Par un communiqué de presse en date du 11 décembre 2024, le Conseil Européen a fait connaitre sa décision sur l’anguille.
« Given the continued critical state of European eel, the Council decided to continue the six-month closure period for any commercial eel fishing activities, with certain exemptions already agreed for 2023 and 2024, and to keep prohibiting recreational fisheries. »
Etant donné l’état toujours critique de la population d’anguille européenne, le Conseil décide de prolonger la période de fermeture de 6 mois pour toutes activités de pêche de l’anguille, avec certaines exceptions acquises en 2023 et 2024 (30 jours pour la consommation et 50 jours supplémentaires uniquement pour le repeuplement ) et de conserver interdite la pêche récréative sur l’anguille.
Il est évident que cette décision est une demi-mesure qui ne lève aucunement les incertitudes concernant cette activité vitale pour le quart de la flottille de petite pêche maritime dans le golfe de Gascogne et indispensable au maintien de nombreuses flottilles littorales en Méditerranée et dans nos eaux continentales.
L’histoire de la gestion des stocks de poissons diadromes comme le saumon, la truite de mer, la grande alose, la lamproie marine, l’anguille montre que, sans une vision globale de l’ensemble des facteurs qui pèsent sur ces ressources, la restauration ne peut se faire uniquement avec une simple régulation ou même une interdiction de la pêche.
L’histoire nous montre aussi que pour ces espèces, l’éradication de toute activité de pêche professionnelle fait tomber dans l’oubli ces espèces patrimoniales. Même le saumon qui jouit d’une image de véritable totem biologique n’échappe pas à cette règle. L’histoire de saumon de La Loire ou du Rhin est là pour nous le rappeler, l’espèce ne pesant rien devant nos appétits à prendre le fleuve pour un simple canal d’approvisionnement en eau.
Il faudra donc que la Commission arrête de demander au CIEM de fournir des avis sur un questionnement auquel cet organisme ne peut pas répondre tant les données qu’il récolte sont fragmentaires et disparates. Continuer dans ce sens relève de l’aveuglement technocratique ou bien d’une volonté non avouée d’éradiquer la pêche.
La décision en catimini de la Commission d’inscrire l’anguille en annexe I de la CITES (pêche interdite) nous montre que celle-ci a décidé de tout faire, sans évaluation des résultats des plans de gestion, pour satisfaire certaines ONGs dont la défense de l’environnement constituent une source de pub ou bien un simple business.
Il nous faut donc revenir à l’évaluation des plans de gestion telle que demandée par le rapport Van-Ruyssen de novembre 2023, validé par le Parlement Européen et non à l’acharnement de l’ancienne Commission à interroger des groupes d’experts uniquement pour conforter une position décidée à l’avance: détruire le tissu de la petite pêche professionnelle sur cette espèce. Cela ne fera qu’accélérer la diminution de l’espèce qui semble actuellement stabilisée comme en témoigne les arrivées conséquentes de civelles de ces dernières années. Cela laissera le champ libre aux nombreux usages qui ont saccagé les habitats essentiels à la production d’anguillettes situés notamment dans les parties basses des estuaires et sans lesquels la population ne peut se reconstituer convenablement.

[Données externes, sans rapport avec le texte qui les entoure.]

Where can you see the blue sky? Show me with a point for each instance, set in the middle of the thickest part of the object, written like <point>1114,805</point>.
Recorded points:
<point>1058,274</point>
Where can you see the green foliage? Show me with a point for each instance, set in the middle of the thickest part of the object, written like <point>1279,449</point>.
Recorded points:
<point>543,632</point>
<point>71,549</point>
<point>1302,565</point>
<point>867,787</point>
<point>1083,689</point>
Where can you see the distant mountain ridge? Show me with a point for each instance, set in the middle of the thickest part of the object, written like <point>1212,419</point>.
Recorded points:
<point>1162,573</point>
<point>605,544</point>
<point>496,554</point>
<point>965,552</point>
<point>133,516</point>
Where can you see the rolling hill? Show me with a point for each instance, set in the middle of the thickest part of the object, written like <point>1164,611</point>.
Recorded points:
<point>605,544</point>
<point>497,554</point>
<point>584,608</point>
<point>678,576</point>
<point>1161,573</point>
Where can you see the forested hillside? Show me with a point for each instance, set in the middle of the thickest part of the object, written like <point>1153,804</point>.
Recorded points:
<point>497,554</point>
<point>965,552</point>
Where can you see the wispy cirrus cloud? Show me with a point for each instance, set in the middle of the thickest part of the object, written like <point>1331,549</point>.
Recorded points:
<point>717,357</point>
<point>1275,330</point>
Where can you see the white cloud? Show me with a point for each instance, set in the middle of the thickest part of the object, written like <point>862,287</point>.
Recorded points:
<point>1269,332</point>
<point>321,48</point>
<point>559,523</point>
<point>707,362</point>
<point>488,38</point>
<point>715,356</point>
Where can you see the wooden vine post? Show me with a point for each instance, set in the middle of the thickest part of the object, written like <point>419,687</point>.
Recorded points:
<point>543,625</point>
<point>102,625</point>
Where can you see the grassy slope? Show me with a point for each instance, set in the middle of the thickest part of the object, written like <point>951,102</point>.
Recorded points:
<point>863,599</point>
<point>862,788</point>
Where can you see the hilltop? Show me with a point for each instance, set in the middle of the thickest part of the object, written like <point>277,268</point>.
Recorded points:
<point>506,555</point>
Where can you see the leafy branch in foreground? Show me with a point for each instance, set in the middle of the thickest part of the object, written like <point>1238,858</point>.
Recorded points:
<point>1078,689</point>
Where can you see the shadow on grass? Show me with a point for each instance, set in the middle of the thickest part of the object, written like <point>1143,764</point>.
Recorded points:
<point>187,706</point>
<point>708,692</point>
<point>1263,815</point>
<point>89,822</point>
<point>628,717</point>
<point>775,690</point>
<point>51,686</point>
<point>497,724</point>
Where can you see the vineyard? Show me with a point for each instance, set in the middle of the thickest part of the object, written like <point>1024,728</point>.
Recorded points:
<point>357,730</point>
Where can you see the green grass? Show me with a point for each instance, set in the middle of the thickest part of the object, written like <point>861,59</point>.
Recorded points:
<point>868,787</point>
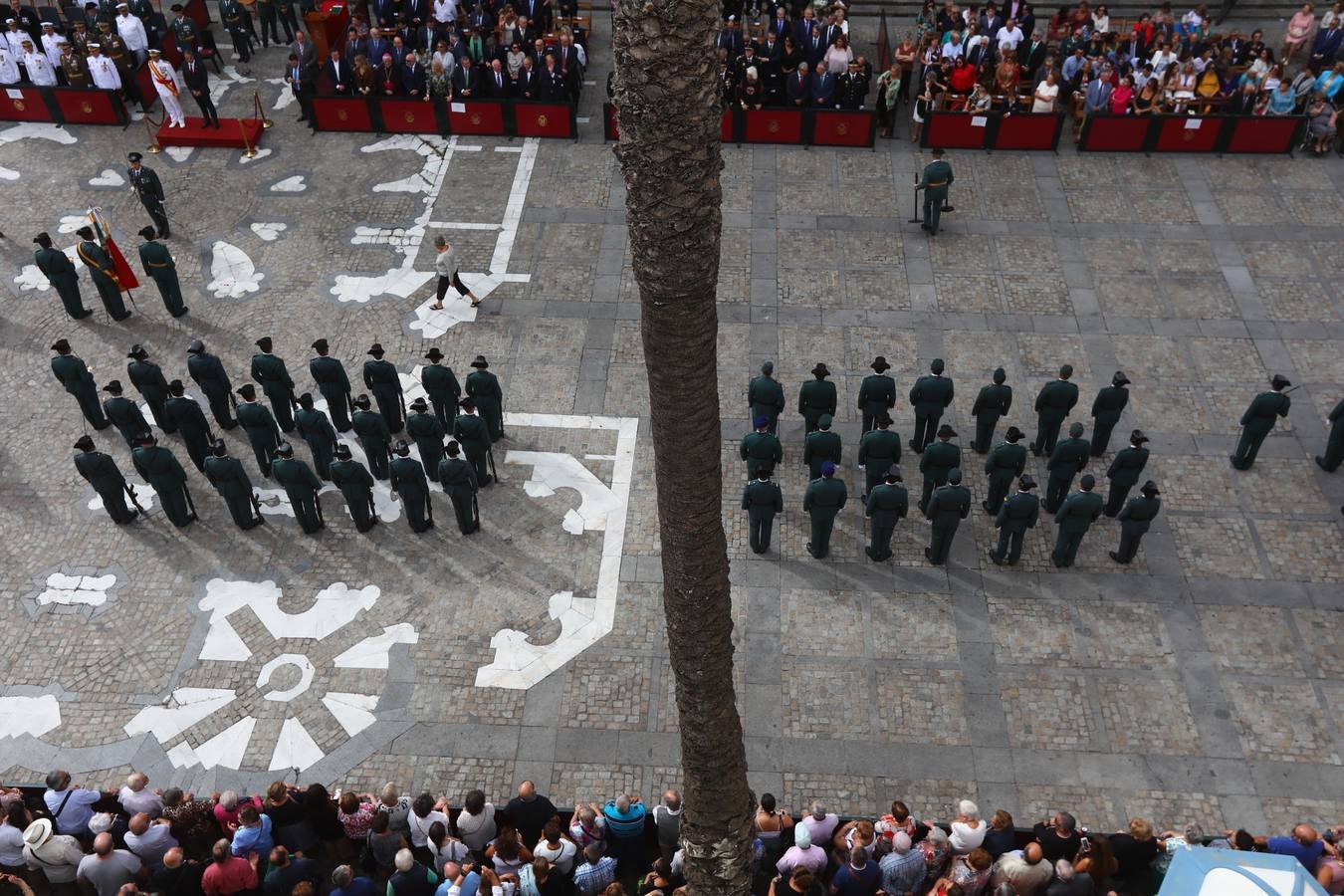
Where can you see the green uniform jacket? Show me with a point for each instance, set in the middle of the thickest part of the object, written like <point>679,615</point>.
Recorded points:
<point>1078,512</point>
<point>816,398</point>
<point>876,394</point>
<point>229,476</point>
<point>994,402</point>
<point>1263,411</point>
<point>765,395</point>
<point>1068,457</point>
<point>148,377</point>
<point>818,448</point>
<point>1055,399</point>
<point>258,423</point>
<point>887,504</point>
<point>949,506</point>
<point>938,460</point>
<point>824,497</point>
<point>930,394</point>
<point>1128,466</point>
<point>1109,403</point>
<point>760,448</point>
<point>1018,514</point>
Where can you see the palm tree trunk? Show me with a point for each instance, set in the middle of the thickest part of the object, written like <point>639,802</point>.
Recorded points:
<point>667,95</point>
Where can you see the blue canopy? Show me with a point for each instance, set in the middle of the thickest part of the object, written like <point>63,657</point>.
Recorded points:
<point>1226,872</point>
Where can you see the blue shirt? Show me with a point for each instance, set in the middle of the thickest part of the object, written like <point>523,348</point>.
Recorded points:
<point>254,840</point>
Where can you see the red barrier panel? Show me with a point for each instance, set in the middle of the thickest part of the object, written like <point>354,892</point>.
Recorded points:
<point>341,114</point>
<point>773,126</point>
<point>1189,133</point>
<point>1025,130</point>
<point>476,118</point>
<point>955,130</point>
<point>1258,133</point>
<point>409,117</point>
<point>841,129</point>
<point>1116,133</point>
<point>83,107</point>
<point>544,119</point>
<point>27,107</point>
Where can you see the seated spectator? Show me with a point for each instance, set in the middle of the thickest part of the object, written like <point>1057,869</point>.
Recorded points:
<point>136,796</point>
<point>229,873</point>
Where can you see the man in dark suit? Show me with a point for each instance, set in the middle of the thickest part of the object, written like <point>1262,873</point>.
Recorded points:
<point>198,84</point>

Nous insistons donc en 2025 sur la nécessité de mettre en place une véritable évaluation des plans de gestion à l’échelle européenne découlant sur un projet de sciences participatives impliquant notamment l’utilisation des savoirs et savoir-faire des acteurs de la filière anguille pour définir un projet de restauration active basé sur une gestion de l’espèce et de ses habitats prenant en compte comme le veut la définition du développement durable: l’aspect environnemental, l’aspect social et l’aspect économique.
Ceci doit se faire lors de « Rencontres anguille » organisées à l’échelle de l’Europe par l’Union Européenne où l’ensemble des acteurs mettront leurs savoirs en commun dans un cadre qui pour la pêche sera: « Pêcher moins et valoriser mieux ».